Mom confession: I don’t really like listening to children’s music. In general, I find it to be grating and irritating. That’s why I was not only relieved but excited after listening to Stacey Peasley‘s latest CD, “RSVP.” Stacey’s music is different: It’s fun, it’s relatable, and it’s relevant. The strum of the guitar mixed with keyboard, percussion, singable lyrics, and memorable refrains just invites an instantaneous dance party. In fact, our new favorite family activity is to rock out to RSVP in our living room.
What makes Stacey Peasley’s music so magical is that it captures a wide range of emotions that both children and parents feel. All parents will appreciate songs like “Shoes,” where a mother asks her child to find their shoes and put them on because they’re running late. With it’s catchy refrain, “Where where where where where where are your shoes?” and lyrics such as, “Did you throw them in your hamper?/A stark raving lunatic, someone better find them quick/Mommy’s not a happy camper” put a much needed comedic spin on a situation that has driven every parent insane on a daily basis.

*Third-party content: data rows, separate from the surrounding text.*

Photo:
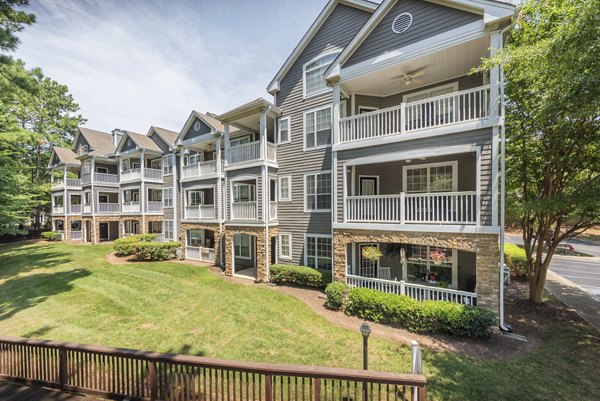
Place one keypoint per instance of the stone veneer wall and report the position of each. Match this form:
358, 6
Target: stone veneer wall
207, 226
485, 246
259, 233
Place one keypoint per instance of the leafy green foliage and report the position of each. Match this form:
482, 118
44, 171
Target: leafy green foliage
125, 246
337, 295
52, 235
414, 316
299, 275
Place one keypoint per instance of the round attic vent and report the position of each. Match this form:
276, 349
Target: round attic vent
402, 22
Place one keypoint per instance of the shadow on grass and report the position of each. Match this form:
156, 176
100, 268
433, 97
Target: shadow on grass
24, 292
22, 258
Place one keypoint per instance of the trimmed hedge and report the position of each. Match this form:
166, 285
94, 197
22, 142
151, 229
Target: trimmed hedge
52, 235
124, 246
302, 276
414, 316
515, 259
154, 250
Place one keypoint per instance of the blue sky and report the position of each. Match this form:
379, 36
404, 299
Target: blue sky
135, 63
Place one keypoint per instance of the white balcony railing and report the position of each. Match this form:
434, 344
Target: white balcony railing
200, 169
106, 208
416, 291
251, 151
152, 174
130, 207
272, 210
106, 178
439, 111
200, 212
424, 208
243, 211
154, 207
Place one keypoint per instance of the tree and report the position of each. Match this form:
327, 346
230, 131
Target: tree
552, 127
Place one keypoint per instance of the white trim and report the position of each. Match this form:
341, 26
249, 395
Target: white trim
288, 120
304, 132
281, 255
281, 198
304, 192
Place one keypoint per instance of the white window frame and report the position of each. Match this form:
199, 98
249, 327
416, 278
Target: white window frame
306, 210
428, 166
166, 230
327, 88
165, 198
168, 164
281, 254
289, 197
315, 132
288, 122
306, 236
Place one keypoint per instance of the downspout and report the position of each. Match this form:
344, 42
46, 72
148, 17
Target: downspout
502, 324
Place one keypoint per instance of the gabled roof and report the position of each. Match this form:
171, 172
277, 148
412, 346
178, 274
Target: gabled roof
100, 142
493, 11
312, 31
65, 156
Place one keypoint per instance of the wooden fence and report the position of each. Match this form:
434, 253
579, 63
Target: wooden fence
142, 375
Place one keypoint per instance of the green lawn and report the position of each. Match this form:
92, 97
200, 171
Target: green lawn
70, 292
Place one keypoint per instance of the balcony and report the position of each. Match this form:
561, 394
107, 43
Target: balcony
131, 207
200, 212
435, 112
69, 183
201, 169
249, 152
108, 208
244, 211
459, 208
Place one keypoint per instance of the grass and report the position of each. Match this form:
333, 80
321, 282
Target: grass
69, 292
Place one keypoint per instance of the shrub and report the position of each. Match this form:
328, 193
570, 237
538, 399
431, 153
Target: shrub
52, 235
154, 250
515, 259
299, 275
337, 295
419, 317
124, 246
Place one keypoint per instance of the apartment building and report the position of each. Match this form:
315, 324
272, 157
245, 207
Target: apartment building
379, 135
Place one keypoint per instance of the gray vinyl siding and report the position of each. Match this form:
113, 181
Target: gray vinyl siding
428, 20
335, 34
464, 83
481, 138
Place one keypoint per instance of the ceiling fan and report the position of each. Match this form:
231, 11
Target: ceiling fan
410, 77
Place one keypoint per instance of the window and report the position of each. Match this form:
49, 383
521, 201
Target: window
317, 128
314, 83
168, 230
284, 130
243, 246
285, 188
435, 177
168, 197
318, 251
285, 245
168, 162
317, 192
244, 193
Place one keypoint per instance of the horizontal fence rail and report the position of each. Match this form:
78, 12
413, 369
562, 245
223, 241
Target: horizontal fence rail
452, 108
141, 375
415, 291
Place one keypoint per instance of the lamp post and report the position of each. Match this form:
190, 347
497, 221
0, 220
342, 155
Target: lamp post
365, 329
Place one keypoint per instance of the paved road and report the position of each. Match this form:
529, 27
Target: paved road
583, 271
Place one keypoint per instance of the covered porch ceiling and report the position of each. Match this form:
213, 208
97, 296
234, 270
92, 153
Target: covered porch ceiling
436, 67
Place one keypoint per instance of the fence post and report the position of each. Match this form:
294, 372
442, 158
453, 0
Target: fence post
152, 381
62, 368
417, 369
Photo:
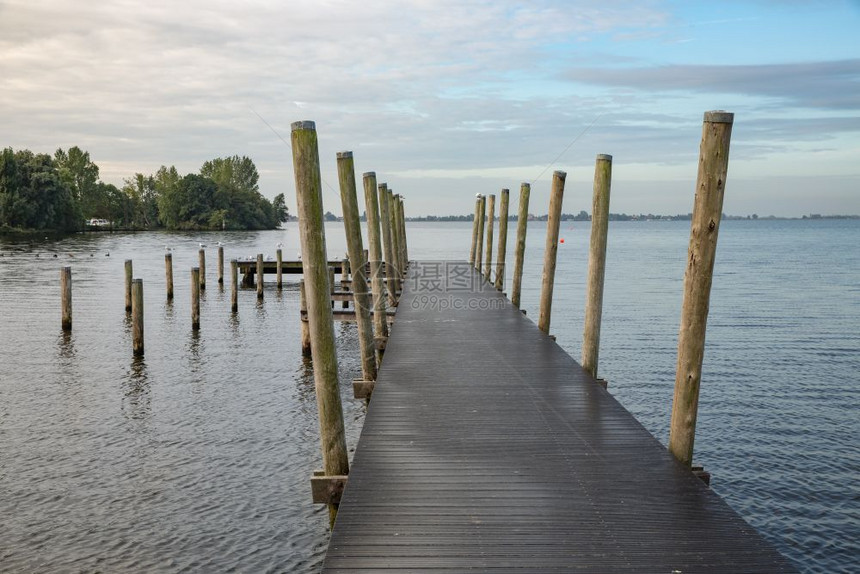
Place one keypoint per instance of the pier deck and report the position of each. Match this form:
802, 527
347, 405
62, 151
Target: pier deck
486, 447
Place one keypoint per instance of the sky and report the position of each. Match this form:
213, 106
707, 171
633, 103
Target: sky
444, 99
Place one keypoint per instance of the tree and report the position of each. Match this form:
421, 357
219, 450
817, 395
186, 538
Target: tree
279, 205
81, 175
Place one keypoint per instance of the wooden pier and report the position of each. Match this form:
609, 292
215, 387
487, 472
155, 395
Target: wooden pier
486, 447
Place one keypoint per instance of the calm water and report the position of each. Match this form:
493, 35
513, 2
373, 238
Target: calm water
197, 457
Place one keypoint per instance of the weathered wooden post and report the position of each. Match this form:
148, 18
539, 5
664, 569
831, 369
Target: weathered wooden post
195, 298
66, 297
479, 252
303, 309
137, 317
707, 210
314, 261
403, 234
128, 274
491, 217
472, 251
259, 275
345, 270
380, 309
234, 285
168, 274
503, 240
384, 218
202, 258
395, 239
551, 250
520, 251
596, 263
361, 295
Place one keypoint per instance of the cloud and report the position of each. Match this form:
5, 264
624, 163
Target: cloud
833, 85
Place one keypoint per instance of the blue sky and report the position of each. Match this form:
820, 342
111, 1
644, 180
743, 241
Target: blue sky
445, 99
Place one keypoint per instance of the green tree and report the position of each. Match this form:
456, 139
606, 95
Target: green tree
81, 175
279, 205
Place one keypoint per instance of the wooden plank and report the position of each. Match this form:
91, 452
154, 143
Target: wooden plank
487, 447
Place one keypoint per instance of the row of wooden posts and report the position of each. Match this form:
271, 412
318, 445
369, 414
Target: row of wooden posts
698, 276
386, 260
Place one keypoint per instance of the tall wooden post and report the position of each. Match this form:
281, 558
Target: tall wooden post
551, 250
314, 261
596, 263
520, 251
384, 219
345, 271
168, 274
479, 254
371, 203
707, 210
303, 309
395, 238
503, 240
361, 295
472, 251
66, 297
128, 273
491, 217
195, 298
403, 234
202, 258
234, 285
137, 317
259, 275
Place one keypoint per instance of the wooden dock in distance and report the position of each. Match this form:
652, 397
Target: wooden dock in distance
486, 447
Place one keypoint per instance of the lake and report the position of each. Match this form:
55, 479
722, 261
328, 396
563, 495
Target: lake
197, 457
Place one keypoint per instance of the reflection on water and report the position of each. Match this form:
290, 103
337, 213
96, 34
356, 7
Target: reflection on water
196, 457
137, 398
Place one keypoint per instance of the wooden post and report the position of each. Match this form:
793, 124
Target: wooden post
520, 252
551, 250
168, 274
303, 308
345, 267
137, 317
403, 234
314, 254
234, 285
128, 274
361, 296
195, 298
202, 257
491, 217
384, 219
380, 309
707, 210
259, 275
331, 284
395, 238
596, 263
503, 240
472, 251
479, 252
66, 297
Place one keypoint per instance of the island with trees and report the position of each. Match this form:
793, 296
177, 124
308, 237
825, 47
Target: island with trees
62, 192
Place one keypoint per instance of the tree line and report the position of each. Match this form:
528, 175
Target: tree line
63, 191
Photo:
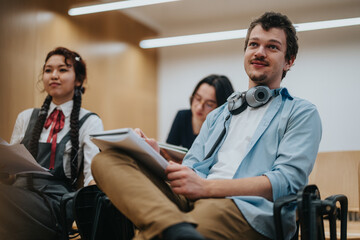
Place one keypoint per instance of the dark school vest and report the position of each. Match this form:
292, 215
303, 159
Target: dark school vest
44, 149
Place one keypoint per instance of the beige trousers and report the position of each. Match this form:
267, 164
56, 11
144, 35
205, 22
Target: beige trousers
152, 206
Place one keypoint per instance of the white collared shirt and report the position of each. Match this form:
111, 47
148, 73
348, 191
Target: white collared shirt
232, 152
87, 148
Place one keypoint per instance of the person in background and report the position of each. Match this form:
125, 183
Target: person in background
57, 135
209, 93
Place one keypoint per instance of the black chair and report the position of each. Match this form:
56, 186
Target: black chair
312, 211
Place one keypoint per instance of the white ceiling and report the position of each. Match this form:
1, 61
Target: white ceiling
200, 16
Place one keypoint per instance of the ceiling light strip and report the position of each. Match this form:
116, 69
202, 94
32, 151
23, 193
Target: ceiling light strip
113, 6
237, 34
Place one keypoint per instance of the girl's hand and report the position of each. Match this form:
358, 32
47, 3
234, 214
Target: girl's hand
185, 181
152, 142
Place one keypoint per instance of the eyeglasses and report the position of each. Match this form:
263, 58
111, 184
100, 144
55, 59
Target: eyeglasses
208, 104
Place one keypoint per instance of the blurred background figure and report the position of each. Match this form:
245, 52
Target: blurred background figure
209, 93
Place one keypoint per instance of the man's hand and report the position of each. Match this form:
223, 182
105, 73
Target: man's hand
185, 181
152, 142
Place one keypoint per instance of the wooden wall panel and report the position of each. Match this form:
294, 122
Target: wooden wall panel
122, 78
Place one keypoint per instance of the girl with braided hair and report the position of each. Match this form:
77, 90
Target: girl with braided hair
57, 135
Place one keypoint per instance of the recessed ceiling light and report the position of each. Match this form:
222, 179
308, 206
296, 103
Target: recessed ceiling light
113, 6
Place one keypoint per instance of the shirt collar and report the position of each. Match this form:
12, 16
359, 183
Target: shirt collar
66, 108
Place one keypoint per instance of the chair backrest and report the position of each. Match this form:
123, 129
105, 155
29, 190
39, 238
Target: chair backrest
311, 213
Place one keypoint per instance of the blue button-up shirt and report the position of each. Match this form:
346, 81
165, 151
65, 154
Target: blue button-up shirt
283, 148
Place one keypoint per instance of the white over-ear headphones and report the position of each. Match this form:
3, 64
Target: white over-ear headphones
254, 97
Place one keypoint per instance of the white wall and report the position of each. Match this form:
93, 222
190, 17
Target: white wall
326, 72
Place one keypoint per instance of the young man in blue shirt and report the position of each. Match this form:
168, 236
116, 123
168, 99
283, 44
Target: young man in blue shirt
259, 146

Stacey’s music deals with topics not usually covered in children’s music. She sings about real life challenges that children face, ranging from a child being worried that having a summer birthday means their friends won’t be able to make it to their birthday party (“RSVP”), to plotting to convince a parent to buy a new toy in the toy store when they’ve already said no (“Find A Way”). She also normalizes the less-than-glamorous realities of childhood. Kids suffering from seasonal allergies can commiserate with “Allergies,” while “Hand Me Downs” stresses that wearing hand-me-down clothing brings a community together: “Hand me downs/running through my family/hand me downs, rolling through my neighborhood/it feels so good/because we’re sharing, clothes and our pajamas/no one’s ever gonna want for more.” As a parent, it’s refreshing to see that Stacey literally gives a voice to these topics.
My favorite song on “RSVP” is “Step Outside the Box,” which encourages little listeners to spread their wings and not let anything stand in their way. Stacey acknowledges to her young audience that “it’s hard to leave your comfort zone” while providing a very important life lesson: “Don’t worry about what others say/just make your move and lead the way.” This song is inspiring and uplifting, and hearing my daughter sing along to it makes me hopeful that she will one day realize the power and importance of its message.
And, to make the CD even more delightful, Stacey’s cover of “One and One Makes Two” is a sweet way to feel nostalgic about my own childhood while making it more accessible to my daughters.
As a mother herself, Stacey understands the trials and tribulations of both parenthood and childhood, and her music reminds us to laugh and dance along the way.